Kentucky State Capitol Will Unveil Its First Statue Honoring a Woman
The sculpture depicts Nettie Depp, who championed public education in the early 20th century
Earlier this month, Kentucky Lieutenant Governor Jacqueline Coleman announced plans to install a sculpture of 20th-century educator Nettie Depp in the state Capitol. The bronze likeness, set to be unveiled next August, will be the historic seat of government’s first statue honoring a woman.
In 1913, Depp became the first woman elected to public office in Barren County, writes Amy Roe for the Kentucky Historical Society. During her four years as superintendent, she improved existing schools and established new ones. After declining to campaign for a second term, she returned to her roots by serving as a principal and teacher.
“[S]even years before women earned full voting rights in Kentucky, Nettie Depp advocated for improved education for every Kentuckian, regardless of their gender or their race,” said Coleman on August 5, as quoted by Sarah Ladd of the Louisville Courier Journal. “She was a true visionary in education reform and she was also a suffragist.”
Amanda Matthews, the artist who designed the sculpture of Depp, started campaigning to install a statue of a woman in the Kentucky State Capitol after reading a 2014 Courier Journal article that noted “the closest thing to a woman honored by a full-scale statue on public property in Kentucky is Carolina, Gen. John Breckinridge Castleman’s horse.” (A list compiled by H-Net identifies several other statues of women across the state, including a 2015 sculpture of nun Catherine Spalding and Matthews’ 2019 likeness of black journalist Alice Dunnigan.) She worked closely with Eleanor Jordan, then-executive director of the Kentucky Commission on Women, to bring this vision to fruition. Jordan and the rest of the commission ultimately chose Depp, who happens to be Matthews’ great-great aunt, as the ideal candidate for the monument, and in 2017, Kentucky’s Historic Properties Advisory Commission approved the project unanimously.
Matthews’ final design depicts Depp in period-specific clothing. She holds a book titled Art of the Modern Masters and wears a dragonfly hatpin and signet ring honoring the Greek goddess of wisdom, Artemis.
According to the documentary Dreamers and Doers: Voices of Kentucky Women, educated women at the turn of the 20th century had three main career choices: becoming typists, librarians or teachers. Though women were still disenfranchised, they could hold public office relevant to these professions and—like Depp—advocate for causes such as education reform.
“[Depp] spoke very plainly,” says Matthews in the documentary. “The newspapers said she spoke like a man. And people listened.”

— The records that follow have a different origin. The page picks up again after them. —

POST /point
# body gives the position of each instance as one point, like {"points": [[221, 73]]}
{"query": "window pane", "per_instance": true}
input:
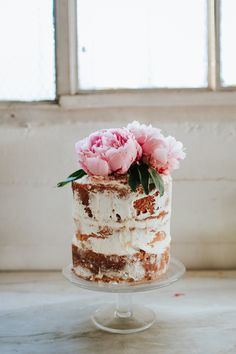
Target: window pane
{"points": [[228, 44], [142, 43], [27, 69]]}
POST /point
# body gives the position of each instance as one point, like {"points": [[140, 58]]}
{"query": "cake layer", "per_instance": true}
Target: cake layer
{"points": [[126, 242], [112, 202], [138, 267]]}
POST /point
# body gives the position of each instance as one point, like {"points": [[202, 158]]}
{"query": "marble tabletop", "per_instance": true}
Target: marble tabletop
{"points": [[41, 312]]}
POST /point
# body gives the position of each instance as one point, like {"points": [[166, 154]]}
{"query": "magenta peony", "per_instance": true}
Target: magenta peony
{"points": [[107, 151], [162, 153]]}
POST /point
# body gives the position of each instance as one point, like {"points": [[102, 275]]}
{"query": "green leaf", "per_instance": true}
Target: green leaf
{"points": [[77, 173], [144, 176], [157, 180], [74, 176], [133, 178]]}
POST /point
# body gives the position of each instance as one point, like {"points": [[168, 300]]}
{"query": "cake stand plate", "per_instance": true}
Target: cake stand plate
{"points": [[124, 317]]}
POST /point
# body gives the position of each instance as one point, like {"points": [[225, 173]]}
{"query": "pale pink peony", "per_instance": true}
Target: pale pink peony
{"points": [[162, 153], [166, 156], [107, 151], [143, 133]]}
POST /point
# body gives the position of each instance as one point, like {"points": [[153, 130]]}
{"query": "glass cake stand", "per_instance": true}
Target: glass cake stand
{"points": [[123, 316]]}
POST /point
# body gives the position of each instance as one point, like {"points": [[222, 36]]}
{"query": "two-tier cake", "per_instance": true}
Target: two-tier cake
{"points": [[122, 204]]}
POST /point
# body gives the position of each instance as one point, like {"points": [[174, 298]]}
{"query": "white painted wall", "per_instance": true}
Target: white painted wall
{"points": [[37, 150]]}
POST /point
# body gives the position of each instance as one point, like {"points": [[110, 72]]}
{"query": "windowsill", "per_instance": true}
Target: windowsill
{"points": [[133, 98], [152, 98]]}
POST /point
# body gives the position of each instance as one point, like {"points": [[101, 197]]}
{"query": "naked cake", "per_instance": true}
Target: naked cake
{"points": [[122, 204]]}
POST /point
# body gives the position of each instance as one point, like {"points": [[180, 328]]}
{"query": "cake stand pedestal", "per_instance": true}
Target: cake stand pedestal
{"points": [[123, 316]]}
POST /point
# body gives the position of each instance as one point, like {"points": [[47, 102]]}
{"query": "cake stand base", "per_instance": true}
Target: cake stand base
{"points": [[109, 319], [123, 317]]}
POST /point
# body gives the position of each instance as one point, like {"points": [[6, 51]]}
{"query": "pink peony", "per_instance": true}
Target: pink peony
{"points": [[160, 152], [107, 151], [166, 155], [143, 133]]}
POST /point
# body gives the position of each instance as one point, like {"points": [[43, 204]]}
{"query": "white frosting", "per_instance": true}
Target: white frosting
{"points": [[133, 270], [130, 232], [127, 242]]}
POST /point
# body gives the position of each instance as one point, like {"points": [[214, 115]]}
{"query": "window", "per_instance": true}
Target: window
{"points": [[114, 44], [227, 43], [27, 61], [142, 43]]}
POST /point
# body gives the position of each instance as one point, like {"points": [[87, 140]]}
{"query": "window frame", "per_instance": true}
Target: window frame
{"points": [[69, 96]]}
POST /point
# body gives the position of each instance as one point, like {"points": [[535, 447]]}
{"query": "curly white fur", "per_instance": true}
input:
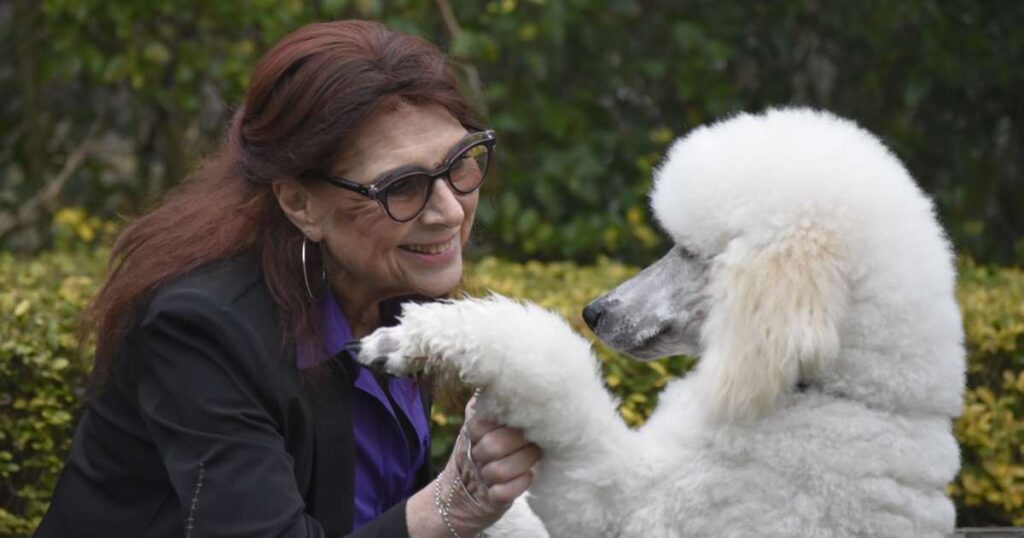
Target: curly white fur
{"points": [[826, 264]]}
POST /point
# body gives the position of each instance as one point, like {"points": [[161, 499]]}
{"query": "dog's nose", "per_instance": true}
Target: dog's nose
{"points": [[592, 314]]}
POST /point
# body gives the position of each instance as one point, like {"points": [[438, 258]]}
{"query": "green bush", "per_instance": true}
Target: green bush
{"points": [[586, 95], [42, 375]]}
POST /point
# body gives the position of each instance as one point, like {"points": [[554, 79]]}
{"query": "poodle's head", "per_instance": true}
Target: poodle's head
{"points": [[800, 242]]}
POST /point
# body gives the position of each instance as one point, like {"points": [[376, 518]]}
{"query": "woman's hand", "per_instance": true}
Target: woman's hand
{"points": [[489, 466]]}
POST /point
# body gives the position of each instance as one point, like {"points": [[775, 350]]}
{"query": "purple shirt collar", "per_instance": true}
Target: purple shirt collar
{"points": [[386, 466]]}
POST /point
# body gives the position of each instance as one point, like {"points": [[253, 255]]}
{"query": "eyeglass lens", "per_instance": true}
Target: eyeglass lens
{"points": [[407, 197]]}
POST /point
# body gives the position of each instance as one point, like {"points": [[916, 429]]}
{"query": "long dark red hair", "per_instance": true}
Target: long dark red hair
{"points": [[307, 99]]}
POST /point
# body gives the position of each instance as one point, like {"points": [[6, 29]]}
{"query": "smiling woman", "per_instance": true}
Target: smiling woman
{"points": [[224, 401]]}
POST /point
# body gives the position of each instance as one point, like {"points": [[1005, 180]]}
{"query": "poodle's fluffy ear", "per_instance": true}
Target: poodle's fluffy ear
{"points": [[774, 320]]}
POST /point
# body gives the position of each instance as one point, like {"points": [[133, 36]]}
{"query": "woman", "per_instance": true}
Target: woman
{"points": [[225, 402]]}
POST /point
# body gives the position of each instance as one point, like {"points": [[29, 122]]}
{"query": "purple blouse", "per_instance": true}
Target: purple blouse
{"points": [[385, 463]]}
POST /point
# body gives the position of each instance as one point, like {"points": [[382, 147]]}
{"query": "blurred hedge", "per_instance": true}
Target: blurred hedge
{"points": [[110, 101], [42, 375]]}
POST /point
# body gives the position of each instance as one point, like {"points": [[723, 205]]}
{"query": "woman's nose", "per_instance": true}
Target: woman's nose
{"points": [[442, 206]]}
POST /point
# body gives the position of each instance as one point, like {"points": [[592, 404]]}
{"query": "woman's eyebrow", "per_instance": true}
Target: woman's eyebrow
{"points": [[417, 168]]}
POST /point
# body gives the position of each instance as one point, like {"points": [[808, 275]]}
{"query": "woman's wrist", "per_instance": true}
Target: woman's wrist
{"points": [[429, 514]]}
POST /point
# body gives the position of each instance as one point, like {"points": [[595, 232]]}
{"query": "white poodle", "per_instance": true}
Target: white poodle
{"points": [[811, 278]]}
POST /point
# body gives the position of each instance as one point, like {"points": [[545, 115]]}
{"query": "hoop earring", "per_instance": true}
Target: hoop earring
{"points": [[305, 273]]}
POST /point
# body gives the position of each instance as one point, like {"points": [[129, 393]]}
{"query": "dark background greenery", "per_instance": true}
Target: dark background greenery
{"points": [[107, 104]]}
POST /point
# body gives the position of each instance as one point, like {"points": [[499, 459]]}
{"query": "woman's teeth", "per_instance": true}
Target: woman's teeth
{"points": [[435, 248]]}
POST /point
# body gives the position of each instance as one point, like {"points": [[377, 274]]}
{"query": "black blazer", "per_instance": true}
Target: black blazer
{"points": [[204, 427]]}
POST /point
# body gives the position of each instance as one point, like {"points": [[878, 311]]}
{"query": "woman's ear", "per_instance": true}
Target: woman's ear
{"points": [[299, 206], [774, 320]]}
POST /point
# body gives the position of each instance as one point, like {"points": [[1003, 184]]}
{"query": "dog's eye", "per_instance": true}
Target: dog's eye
{"points": [[684, 252]]}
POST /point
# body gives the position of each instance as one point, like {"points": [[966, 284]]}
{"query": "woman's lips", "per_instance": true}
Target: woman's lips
{"points": [[434, 253]]}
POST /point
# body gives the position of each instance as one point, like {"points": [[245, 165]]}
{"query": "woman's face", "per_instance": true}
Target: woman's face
{"points": [[371, 257]]}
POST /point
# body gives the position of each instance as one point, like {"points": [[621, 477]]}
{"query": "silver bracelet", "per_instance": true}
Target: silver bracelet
{"points": [[444, 508]]}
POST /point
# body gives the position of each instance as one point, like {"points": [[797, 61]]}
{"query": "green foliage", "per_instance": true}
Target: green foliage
{"points": [[42, 374], [586, 94], [990, 486]]}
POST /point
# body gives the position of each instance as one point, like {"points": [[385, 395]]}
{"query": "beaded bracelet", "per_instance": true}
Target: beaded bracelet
{"points": [[444, 508]]}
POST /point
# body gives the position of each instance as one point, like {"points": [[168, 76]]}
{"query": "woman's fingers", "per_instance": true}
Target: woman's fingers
{"points": [[510, 467], [507, 492], [492, 441]]}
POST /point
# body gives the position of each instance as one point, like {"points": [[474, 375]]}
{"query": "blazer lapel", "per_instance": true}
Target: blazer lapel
{"points": [[333, 489]]}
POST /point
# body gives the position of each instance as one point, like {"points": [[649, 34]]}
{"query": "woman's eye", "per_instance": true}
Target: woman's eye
{"points": [[459, 164]]}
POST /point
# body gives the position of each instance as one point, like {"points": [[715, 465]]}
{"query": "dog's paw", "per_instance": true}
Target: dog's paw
{"points": [[387, 350]]}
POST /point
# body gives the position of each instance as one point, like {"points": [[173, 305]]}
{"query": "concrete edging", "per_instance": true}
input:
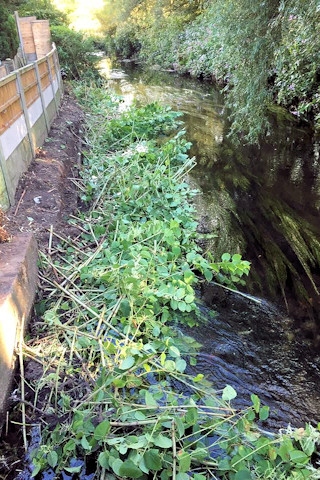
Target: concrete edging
{"points": [[18, 283]]}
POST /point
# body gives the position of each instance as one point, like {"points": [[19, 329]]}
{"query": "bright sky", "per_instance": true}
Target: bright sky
{"points": [[83, 17]]}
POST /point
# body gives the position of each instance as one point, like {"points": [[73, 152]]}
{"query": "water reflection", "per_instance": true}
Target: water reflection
{"points": [[263, 203]]}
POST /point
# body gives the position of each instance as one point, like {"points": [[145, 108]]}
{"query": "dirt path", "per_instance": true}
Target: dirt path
{"points": [[45, 198], [46, 194]]}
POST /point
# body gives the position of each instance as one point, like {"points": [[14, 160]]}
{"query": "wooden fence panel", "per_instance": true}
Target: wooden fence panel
{"points": [[10, 105], [29, 101], [30, 85]]}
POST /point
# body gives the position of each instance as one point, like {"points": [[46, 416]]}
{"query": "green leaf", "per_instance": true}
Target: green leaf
{"points": [[179, 427], [228, 393], [162, 441], [208, 275], [182, 476], [181, 365], [36, 470], [127, 363], [130, 470], [255, 402], [184, 461], [174, 351], [73, 469], [296, 456], [264, 413], [116, 465], [152, 459], [236, 258], [189, 298], [69, 446], [149, 399], [101, 430], [103, 459], [192, 416], [52, 459], [85, 444]]}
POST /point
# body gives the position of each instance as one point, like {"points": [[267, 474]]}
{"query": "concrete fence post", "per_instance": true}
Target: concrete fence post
{"points": [[43, 103], [25, 112], [8, 199], [52, 85]]}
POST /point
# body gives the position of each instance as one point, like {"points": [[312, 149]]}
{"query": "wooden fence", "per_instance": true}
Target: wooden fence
{"points": [[29, 101]]}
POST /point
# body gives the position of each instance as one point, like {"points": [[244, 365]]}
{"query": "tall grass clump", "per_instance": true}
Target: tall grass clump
{"points": [[115, 396]]}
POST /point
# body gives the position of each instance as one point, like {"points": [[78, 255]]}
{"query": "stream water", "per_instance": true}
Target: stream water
{"points": [[263, 203]]}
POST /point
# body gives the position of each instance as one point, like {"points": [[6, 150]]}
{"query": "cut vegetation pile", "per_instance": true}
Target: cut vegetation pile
{"points": [[113, 393]]}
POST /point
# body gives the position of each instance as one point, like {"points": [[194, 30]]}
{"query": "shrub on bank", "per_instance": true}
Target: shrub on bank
{"points": [[115, 369]]}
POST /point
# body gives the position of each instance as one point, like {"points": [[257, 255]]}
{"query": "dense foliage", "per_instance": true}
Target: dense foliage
{"points": [[76, 52], [260, 52], [115, 370]]}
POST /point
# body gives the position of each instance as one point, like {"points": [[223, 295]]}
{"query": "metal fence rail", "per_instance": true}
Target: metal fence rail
{"points": [[29, 102]]}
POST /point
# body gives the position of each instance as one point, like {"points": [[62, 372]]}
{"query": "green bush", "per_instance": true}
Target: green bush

As superintendent, Depp oversaw the construction of 13 schoolhouses and renovations to 50 existing structures, reports Hakim Bishara for Hyperallergic. When a local women’s college closed in 1913, she transformed the building into the county’s first four-year public high school. She also argued for county judges to more strictly enforce Kentucky’s compulsory education laws, which required children between the ages of 7 and 16 to attend school.
The reformer’s views on segregation are difficult to pin down, as no historical records explicitly reference her stances. Hyperallergic notes that she “does not appear to have advocated for integration” of the 100 segregated schools within Barren County but cites a 1915 report in which Depp wrote, “We need some new [school] houses for colored children, as this population moves from place to place so rapidly that we need to put these [school] houses on wheels to keep up with the yearly moving.”
Speaking with Hyperallergic, Matthews says, “In the context of Kentucky in 1915, this should not be understated. Barren County Kentucky was located in solidly Confederate territory only a few decades prior. Depp’s public advocacy on these issues was groundbreaking, and possibly even dangerous.”
Though Hyperallergic suggests that Depp helped pen an endorsement of President Woodrow Wilson, who held intensely segregationist views, ahead of the 1920 election, Matthews tells Smithsonian, “I do not have any data confirming that Ms. Nettie Depp personally or publicly endorsed Woodrow Wilson’s nomination for re-election in 1920 or ever made any public comments about segregation. However, there is much evidence that she dedicated her life to improved education for all children, including minority children and girls, and she never wavered on her stance on that.”
Editor’s Note: This article has been updated with a comment from Matthews regarding Depp’s stances on segregation. Previously, the story stated that Matthews campaigned to install a statue of Depp in the Kentucky State Capitol. In fact, Eleanor Jordan and the Kentucky Commission on Women selected Depp as the monument’s subject.